Joanna Langfield reviews “The Dead Girl”
Karen Moncreiff sure doesnt shy away from the tough stuff. .Her excellent drama, Blue Car, featuring terrific performances from Agnes Bruckner and David Strathairn, opened the door to the world of student/teacher love affairs. Now, with this multi-chapter, multi-character study, we are drawn into the world of a murder.
Vignettes center around the women who are somehow related to a young dead girl, discovered in a California desert. Toni Collette plays the abused but loyal daughter who finds the murdered body; Rose Byrne, the haunted sister of a missing young woman; Mary Beth Hurt, a wife who may find herself incapable of betrayal and Marcia Gay Harden, the confused mother of a long lost child. All deliver strong performances, matched by even more compelling supporting turns from Mary Steenburgen, Kerry Washington and James Franco, who makes You have excellent posture the sweetest thing a guy could say to a girl.

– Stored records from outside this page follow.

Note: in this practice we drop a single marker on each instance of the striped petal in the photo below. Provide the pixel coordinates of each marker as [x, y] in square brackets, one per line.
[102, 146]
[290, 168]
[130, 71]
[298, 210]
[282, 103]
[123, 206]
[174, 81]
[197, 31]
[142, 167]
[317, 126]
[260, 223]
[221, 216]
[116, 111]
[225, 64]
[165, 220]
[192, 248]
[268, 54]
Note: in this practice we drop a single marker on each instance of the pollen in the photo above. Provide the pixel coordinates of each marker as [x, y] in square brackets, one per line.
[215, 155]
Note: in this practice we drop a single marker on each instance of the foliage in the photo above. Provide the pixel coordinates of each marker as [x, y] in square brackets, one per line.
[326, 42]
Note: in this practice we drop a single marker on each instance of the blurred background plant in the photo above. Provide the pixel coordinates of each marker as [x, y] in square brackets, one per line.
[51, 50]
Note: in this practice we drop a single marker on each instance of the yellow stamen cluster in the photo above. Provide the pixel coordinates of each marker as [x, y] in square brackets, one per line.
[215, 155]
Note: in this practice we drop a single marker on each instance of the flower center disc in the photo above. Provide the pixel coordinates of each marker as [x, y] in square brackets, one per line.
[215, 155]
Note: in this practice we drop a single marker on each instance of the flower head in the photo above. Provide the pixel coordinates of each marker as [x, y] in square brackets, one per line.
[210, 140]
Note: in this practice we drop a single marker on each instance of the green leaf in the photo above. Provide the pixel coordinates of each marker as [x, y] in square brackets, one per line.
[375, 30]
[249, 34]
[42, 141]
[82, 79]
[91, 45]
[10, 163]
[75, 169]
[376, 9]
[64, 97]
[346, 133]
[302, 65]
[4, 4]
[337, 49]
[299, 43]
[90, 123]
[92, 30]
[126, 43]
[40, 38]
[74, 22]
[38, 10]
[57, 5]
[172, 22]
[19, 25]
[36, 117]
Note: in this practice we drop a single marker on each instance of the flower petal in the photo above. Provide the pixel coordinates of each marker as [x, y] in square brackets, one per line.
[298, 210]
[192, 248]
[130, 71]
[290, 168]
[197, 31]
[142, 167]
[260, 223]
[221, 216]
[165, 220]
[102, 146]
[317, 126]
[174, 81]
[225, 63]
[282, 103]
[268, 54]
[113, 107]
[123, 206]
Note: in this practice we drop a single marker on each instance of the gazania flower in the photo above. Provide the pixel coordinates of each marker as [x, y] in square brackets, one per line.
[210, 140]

But what makes this picture so resonant are two undeniables. Brittany Murphy, as the titular character, doesnt show up until the movies final sequence. Yet, when she blasts onto the screen, it is a wonderful revelation. In her least self-conscious work yet, Murphy takes this juicy character and runs with it, making the dead girl vibrantly alive. And Moncreiffs open hearted, layered depiction of how one dead girl affects so many insures she is a filmmaker who delivers the kind of perceptive work that will endear her to fine actors and discriminating filmgoers.